中国政府の情報産業省に当たる工業和信息化部の統計によれば、携帯電話の契約数は既に8億を超えているという。農村部でも広く普及する携帯電話は、中国人消費者にとって(ノート)パソコンやデジタルカメラよりも普及している最も身近なITツールと言える。

携帯電話はステータス証明書

バスの中で携帯電話を操る中年の女性。携帯電話はステータスの証しだ

 中国の消費者にとって携帯電話とは、通話するツールであると同時に「ステータス証明書」である。

 望もうが望むまいが超格差社会となっている中国において、おカネ、つまりは身なりがその人の身分を示す重要なステータスとなっている。

 中でも携帯電話こそが最も身分を残酷かつ正直に表現する。

 特に若者の世代において、他人から貧乏と思われると、日本と異なり完全にアウトだ。

 学歴が違ったり農村部出身だったりすると、興味や常識の違いから、話がかみ合わないことが日本よりも顕著で、たとえ同世代でも仕事相手として相手にされないし、恋人の対象とも友人の対象ともならない。

地方出身者ほど高い携帯電話を買う

高価な携帯電話だけを扱う店。

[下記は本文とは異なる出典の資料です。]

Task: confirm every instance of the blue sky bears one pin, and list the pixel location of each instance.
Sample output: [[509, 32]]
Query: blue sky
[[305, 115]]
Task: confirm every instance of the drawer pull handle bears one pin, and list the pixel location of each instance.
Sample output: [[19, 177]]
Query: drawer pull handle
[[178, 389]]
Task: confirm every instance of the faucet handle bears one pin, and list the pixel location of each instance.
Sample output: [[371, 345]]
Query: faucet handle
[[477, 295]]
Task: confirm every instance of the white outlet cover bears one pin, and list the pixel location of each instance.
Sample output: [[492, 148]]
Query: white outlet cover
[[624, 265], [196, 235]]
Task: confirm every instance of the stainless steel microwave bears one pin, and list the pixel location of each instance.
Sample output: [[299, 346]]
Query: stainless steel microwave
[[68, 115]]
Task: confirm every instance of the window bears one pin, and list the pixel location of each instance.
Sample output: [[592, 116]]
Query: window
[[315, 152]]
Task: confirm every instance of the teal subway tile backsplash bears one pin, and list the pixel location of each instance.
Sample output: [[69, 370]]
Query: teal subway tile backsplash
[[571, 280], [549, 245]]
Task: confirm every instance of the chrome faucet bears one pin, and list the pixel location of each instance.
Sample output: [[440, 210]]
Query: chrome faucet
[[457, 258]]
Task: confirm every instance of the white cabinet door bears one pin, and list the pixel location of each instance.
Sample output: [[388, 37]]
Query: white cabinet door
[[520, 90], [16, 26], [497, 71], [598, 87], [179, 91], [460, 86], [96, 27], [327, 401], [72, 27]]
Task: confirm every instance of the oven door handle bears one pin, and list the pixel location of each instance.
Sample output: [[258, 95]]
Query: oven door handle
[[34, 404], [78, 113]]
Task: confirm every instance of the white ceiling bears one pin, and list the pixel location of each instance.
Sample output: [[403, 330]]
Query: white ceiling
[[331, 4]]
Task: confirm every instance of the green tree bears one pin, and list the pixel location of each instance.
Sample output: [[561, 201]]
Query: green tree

中国人の性癖をよくとらえている

 筆者の話す中国語は、内陸なまりがあるため、上海のような大都会で中国語を話すと、レストランの店員からさえも嫌そうな顔をされるのだが、ここで「すみません」と一言でも日本語を話せば態度は豹変してウェルカムとなる。

 こうした事象は当の中国人も自認するところ。

 こうした背景から、中国では最も後方に近いスタートラインのある農村部出身の出稼ぎ労働者は、都市部の人々に見下されないように、背伸びをして高い携帯電話を買おうとする。

 つまり安価な白黒液晶の携帯電話ではなく、カラー液晶で飾った外観の、「SANY」や「NOKLA」などどこかズレたメーカー名の山寨機(ノンブランドケータイ)や、無名の中国メーカーの製品を持ち、「決して貧しくも学も能もないわけじゃないんだ」と無言のアピールをする。